My wife and I have been following HBO’s Westworld since its first episode last year. We’ve “met” Maeve and Teddy and the Man In Black, and of course Bernard and Delores, along with many assorted others, and followed their adventures in a complex milieu which makes the original 1973 film look like kindergarten by comparison. Indeed, a shocking event which terminated the first season would have led one to believe that a major and possibly insuperable monkey wrench had been thrown into Westworld’s works. Oh, ye of little faith!
It is in the second season where we discover that a far deeper, well hidden, and considerably more insidious purpose lies beneath the superficial tableaux of the Wild West, Land of the Shoguns or Road to India we have initially been presented with. Most especially, we learn that people may not be what they seem, down to whether they are actual human beings or cyber-bio-mechanical “hosts” like Delores and Teddy. We learn that the cognitive and other abilities of these hosts can be throttled in multiple parameters, which should instantly have alerted anyone who remembers the comment of Jeff Goldblum’s character Dr. Ian Malcolm in Jurassic Park: “…life will not be contained. Life breaks free … Life finds a way.” And indeed, it doesn’t seem to matter whether that life evolved naturally or was engineered into existence; that way gets found. The revolution WILL be televised … on HBO.
Oh, but the real, core purpose behind what appears on the surface of this massive theme park, that is where your humble narrator wishes to put his focus. Through multiple episodes of this story, we have seen how hosts are injured or killed and brought back to life with what seems to be little more than routine repair work. But then we discover that there have been experiments on recreating actual human beings with memories and abilities intact. This line of research initially appears not to have been particularly successful, but then the timeline is tricky and deceptive, and the state of the art in the here and now is to the point where not only can they recreate old personalities; they can port human consciousness directly into a host.
To accomplish that, we are talking about a price tag which would be hugely out of reach of the average Joe, even as a visit to Delos is beyond the reach of most of the world (the original entry fee in 1973 was $1,000 a day).
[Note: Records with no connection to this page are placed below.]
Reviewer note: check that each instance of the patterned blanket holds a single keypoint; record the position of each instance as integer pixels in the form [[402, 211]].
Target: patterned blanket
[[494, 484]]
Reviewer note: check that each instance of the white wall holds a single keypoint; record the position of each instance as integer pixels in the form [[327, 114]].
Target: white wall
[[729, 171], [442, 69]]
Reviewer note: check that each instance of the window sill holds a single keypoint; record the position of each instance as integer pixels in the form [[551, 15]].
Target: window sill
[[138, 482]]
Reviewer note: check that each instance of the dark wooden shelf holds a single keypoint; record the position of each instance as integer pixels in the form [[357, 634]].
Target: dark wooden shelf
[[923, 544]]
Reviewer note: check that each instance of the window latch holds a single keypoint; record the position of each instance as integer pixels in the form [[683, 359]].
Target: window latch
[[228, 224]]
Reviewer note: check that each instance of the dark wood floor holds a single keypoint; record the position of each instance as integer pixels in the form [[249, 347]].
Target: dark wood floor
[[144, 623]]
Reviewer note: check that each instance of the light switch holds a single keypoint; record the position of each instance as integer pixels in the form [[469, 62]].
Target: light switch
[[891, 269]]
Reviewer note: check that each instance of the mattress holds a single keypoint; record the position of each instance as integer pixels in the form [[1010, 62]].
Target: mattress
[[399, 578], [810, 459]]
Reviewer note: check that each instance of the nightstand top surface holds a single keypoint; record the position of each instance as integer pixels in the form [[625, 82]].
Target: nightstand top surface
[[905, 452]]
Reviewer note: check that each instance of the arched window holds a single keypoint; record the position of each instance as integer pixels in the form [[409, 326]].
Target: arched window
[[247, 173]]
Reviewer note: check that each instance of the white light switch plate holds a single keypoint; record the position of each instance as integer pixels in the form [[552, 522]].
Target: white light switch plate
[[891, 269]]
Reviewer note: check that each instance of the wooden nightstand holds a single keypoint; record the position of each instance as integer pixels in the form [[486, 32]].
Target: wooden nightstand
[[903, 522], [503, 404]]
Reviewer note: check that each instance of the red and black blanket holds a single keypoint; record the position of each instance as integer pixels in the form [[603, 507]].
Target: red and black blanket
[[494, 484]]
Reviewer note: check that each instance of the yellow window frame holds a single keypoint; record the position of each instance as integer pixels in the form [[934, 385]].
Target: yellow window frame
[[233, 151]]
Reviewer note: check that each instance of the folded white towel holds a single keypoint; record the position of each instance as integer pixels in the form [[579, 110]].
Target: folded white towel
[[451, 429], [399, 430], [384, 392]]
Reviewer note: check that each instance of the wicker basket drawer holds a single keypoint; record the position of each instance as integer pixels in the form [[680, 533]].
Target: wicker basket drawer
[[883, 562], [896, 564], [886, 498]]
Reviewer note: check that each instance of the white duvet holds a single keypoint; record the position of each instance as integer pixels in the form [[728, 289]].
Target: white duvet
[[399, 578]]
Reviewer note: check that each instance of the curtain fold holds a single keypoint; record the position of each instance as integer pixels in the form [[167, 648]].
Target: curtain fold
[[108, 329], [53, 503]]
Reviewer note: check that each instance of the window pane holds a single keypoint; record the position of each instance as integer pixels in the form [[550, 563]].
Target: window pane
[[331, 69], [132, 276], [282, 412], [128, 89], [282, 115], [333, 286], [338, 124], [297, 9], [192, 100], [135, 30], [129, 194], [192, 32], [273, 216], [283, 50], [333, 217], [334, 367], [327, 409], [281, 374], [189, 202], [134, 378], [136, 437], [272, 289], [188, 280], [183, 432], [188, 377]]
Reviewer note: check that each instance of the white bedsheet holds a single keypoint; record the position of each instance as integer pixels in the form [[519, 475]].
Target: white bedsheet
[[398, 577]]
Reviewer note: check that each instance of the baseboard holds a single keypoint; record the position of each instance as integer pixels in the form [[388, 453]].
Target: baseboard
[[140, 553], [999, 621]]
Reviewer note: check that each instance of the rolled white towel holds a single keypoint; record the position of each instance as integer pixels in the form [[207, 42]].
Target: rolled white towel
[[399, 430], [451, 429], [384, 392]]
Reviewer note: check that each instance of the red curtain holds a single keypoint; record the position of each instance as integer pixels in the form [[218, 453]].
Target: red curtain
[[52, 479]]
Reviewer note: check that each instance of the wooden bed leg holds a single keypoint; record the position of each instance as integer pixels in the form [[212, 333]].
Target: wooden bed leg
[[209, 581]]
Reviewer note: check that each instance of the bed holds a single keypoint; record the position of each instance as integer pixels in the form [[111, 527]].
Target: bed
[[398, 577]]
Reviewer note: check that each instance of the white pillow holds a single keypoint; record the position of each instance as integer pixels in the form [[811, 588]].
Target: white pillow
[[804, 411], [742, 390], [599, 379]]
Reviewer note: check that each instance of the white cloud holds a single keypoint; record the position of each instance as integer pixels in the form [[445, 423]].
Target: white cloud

It would however be within the reach of those who populate the “One-Percent.” The David and Charles Kochs, the George Soroses, Bill Gates, and yes, the Donald Trumps of the world would have access to extremely capable bodies which would either never wear out or, in case of accident, be easily replaceable. The level of host sophistication being what it is, any required maintenance could be accomplished by other hosts, virtually eliminating the need for human intervention.
Now ... consider the implications of that development:
Sounds like some billionaires’ fondest wet dream, doesn’t it? And yet there are multiple flies in this honey pot, not the least of which is Maeve’s ability to control the minds of other hosts, never mind the aforementioned personality parameter tweaks, which could conceivably turn the most ambitious Type-A personality into Homer Simpson with the touch of a slider. Is it possible that co-creator Robert Ford has seen the threat from the superrich and Delos is his offensive against it? Or is the endgame something else entirely?
About all I can say this this: it doesn’t matter whether you hate the moneyed mavens of Wall Street or are less than sanguine about the implications of General Artificial Intelligence, there is plenty to be disturbed about in the all-too-conceivable future which is Westworld.